My ? Is...... Would it be sweet or creepy to take a girl on a first date to chigago?
creepy.
this girl im hooking up with thought my ring was a purity ring... apparently im taking it too slow
official worst smell ever. a used condom that has gone through the dryer.
I saw the video from Saturday. So, how much did I drink for me to think I was a duck and strip my clothes?
Hey its the Filipino guy from last night. I just wanted to say sorry my friend bled all over your driveway. Great party though.
Yeah I tried to leave with 3 drinks and the bouncer wouldn't let me, I slammed all 3 right in front of him and football spiked them in the trash can
Ok see being that I'm not present or participating your vague texts "neeeeed that" and "vagina" leave a lot to question.

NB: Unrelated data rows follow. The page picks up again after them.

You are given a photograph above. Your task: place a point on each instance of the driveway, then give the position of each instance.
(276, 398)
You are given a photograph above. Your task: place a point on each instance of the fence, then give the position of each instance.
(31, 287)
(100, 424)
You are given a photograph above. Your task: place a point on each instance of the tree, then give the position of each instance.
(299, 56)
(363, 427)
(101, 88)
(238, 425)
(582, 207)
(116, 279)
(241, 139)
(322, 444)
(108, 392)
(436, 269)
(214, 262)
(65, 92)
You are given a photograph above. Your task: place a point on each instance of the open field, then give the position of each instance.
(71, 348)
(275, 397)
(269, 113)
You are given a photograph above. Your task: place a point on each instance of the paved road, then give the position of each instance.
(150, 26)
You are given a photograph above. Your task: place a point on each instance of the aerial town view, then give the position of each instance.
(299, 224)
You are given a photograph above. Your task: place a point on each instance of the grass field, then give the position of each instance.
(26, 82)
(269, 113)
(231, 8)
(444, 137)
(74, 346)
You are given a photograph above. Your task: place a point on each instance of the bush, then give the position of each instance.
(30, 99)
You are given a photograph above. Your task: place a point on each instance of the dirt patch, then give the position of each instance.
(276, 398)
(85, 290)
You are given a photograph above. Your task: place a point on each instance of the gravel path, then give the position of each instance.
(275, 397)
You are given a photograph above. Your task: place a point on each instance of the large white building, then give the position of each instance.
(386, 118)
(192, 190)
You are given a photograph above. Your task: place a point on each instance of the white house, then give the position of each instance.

Your two fuck buddies playing ping pong together. HOW. ADORABLE!
No, "because my penis told me to" is not an acceptable answer to that question
We have a guy passed out in the bathroom with one of our pots. Not sure if he's your friend so I let him be
It's an "im going to have to shit with the lights off" type of morning
yeah the cable guy is coming and everybody is hiding all the pieces in the house. we are up to thirty two. like a fun game of smokable scavener hunt.
I'm keeping track of how many times I've said "Shhh, act like you're not naked." in my life. So far, 3 times.
If its possible to have a hickey on your nipple, I have one. Thank you.
As long as he continues to be our subleaser and continues to fuck me, I think it's acceptable for me to steal a piece of bread here and there.